Voluntario de la Primera Compañía del Cuerpo de Bomberos de Santiago.

Dedicado a mi amigo José Marshall y en cariñoso recuerdo de David Burns y Roberto F. Budge.

Publicado en el Número 1 del “Magazine Bomberil” de Valparaíso, Enero de 1926.

El incendio duraba ya más de dos horas, y no tenía aún visos de terminar. El trabajo era pesado. Las grandes piras de madera, con la caída de los murallones de la barraca, y el desplome de los techos, estaban ahora al descubierto.

Metódicamente alineados, con calles principales y callejones de aislamiento, los grandes castillos de madera, ardían en un silencio trágico e imponente, y aparecían como torreones incandescentes de alguna extraña y antigua construcción.

Las llamas que, según la clase de madera que ardía, variaban del rojo oscuro al amarillo claro, matizadas con azules resplandores, se elevaban a prodigiosa altura en medio de una densa humareda. El calor, a pesar de la hora y estación del año (las tres y media de la madrugada de un crudo invierno) era insoportable en las vecindades de la fantástica hoguera.

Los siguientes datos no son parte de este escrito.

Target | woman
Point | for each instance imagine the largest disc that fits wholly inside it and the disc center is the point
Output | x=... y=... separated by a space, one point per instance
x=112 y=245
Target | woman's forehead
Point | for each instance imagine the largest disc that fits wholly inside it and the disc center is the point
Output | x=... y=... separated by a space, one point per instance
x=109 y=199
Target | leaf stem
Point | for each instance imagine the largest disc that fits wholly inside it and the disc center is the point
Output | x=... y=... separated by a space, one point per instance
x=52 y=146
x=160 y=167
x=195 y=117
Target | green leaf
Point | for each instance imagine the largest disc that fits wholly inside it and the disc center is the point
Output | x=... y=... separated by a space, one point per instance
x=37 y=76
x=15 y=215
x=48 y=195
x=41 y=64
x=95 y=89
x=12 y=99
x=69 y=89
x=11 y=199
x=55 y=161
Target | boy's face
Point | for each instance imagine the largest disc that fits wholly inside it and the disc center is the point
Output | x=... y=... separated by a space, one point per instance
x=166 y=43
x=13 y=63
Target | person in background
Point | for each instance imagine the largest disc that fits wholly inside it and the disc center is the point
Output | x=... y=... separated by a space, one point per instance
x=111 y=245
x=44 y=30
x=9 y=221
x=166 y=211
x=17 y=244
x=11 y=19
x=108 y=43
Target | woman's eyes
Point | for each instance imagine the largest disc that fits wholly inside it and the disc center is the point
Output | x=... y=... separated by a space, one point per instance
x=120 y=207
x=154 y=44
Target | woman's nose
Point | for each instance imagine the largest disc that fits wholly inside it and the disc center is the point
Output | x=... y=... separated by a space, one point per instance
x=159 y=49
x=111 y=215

Como avanzaban al asalto de las ciudades antiguas y de los castillos medioevales las falanges romanas y los caballeros de otra época, protegiéndose con sus anchos escudos de metal de las flechas, piedras y del temible fuego griego, así los modernos paladines del agua contra el fuego destructor, los bomberos voluntarios, avanzaban protegiéndose contra el calor infernal de la hoguera, por medio de planchas de zinc o sacos mojados, hasta poder conseguir una estratégica colocación, que les permitiera impedir el avance del elemento destructor, hasta dominarlo y vencerlo.

Guarecidos tras estos improvisados escudos, manejaban con costoso sacrificio los potentes chorros de agua, que se hacían escasos para refrescar los edificios vecinos, y que en sus partes más débiles, como cornisas y aleros, ardían de improviso, amenazando destruir las casas a través de las calles. Contra la hoguera misma era por el momento inútil todo esfuerzo. Los gruesos chorros de agua evaporábanse instantáneamente como si fuesen débiles gotas aisladas que cayeran sobre una barra de incandescente acero, y era materialmente perderlos, el dirigirlos contra los ardientes castillejos.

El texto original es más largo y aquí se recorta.